TULKAREM: L'armée israélienne va démolir 25 immeubles d'habitation du camp de réfugiés de Nour Chams, dans le nord de la Cisjordanie, ont indiqué lundi à l'AFP des responsables locaux.

Abdallah Kamil, le gouverneur de Tulkarem où se situe le camp, a déclaré à l'AFP avoir été informé par le Cogat --l'organisme du ministère de la Défense israélien supervisant les activités civiles dans les Territoires palestiniens-- que les démolitions interviendraient d'ici la fin de la semaine.
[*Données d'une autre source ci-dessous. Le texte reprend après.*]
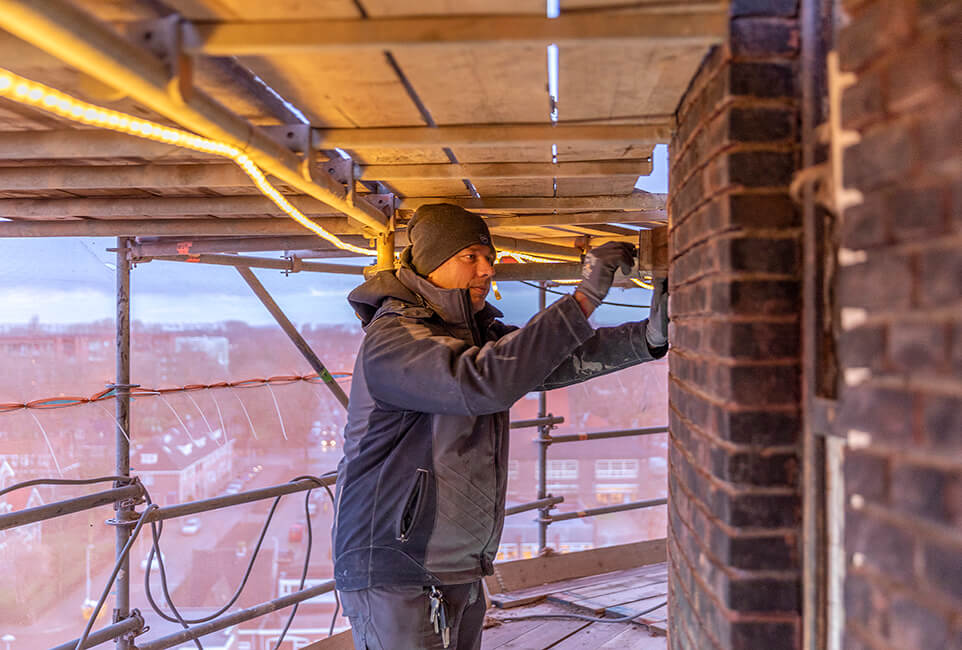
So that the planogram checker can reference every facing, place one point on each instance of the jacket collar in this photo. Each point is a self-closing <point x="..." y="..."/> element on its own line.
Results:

"Nous avons été informés par la coordination militaire et civile que l'occupation (Israël, NDLR) procédera à la démolition de 25 bâtiments le jeudi 18 décembre", a indiqué à l'AFP Faisal Salama, responsable du comité populaire du camp de Tulkarem, proche de celui de Nour Chams, précisant qu'une centaine de familles seraient affectées.

Le Cogat n'a pas répondu dans l'immédiat aux sollicitations de l'AFP, l'armée israélienne indiquant se renseigner.

"Il n'y a aucune nécessité militaire à mener ces démolitions", a affirmé à l'AFP Roland Friedrich, responsable de l'agence des Nations unies pour les réfugiés palestiniens (Unrwa) en Cisjordanie.

Il estime qu'elles s'inscrivent "dans une stratégie plus large visant à modifier la géographie sur le terrain", qualifiant la situation de "tout simplement inacceptable".

"Crise" 

La Cisjordanie est occupée par Israël depuis 1967.

Début 2025, l'armée israélienne y a lancé une vaste opération militaire visant selon elle à éradiquer des groupes armés palestiniens, en particulier dans les camps de réfugiés du nord, comme ceux de Jénine, Tulkarem et Nour Chams.

Au cours de cette opération, l'armée a détruit des centaines de maisons dans les camps, officiellement pour faciliter le passage des troupes.

Selon M. Friedrich, environ 1.600 habitations ont été totalement ou partiellement détruites dans les camps de la région de Tulkarem, entraînant "la crise de déplacement la plus grave que la Cisjordanie ait connue depuis 1967".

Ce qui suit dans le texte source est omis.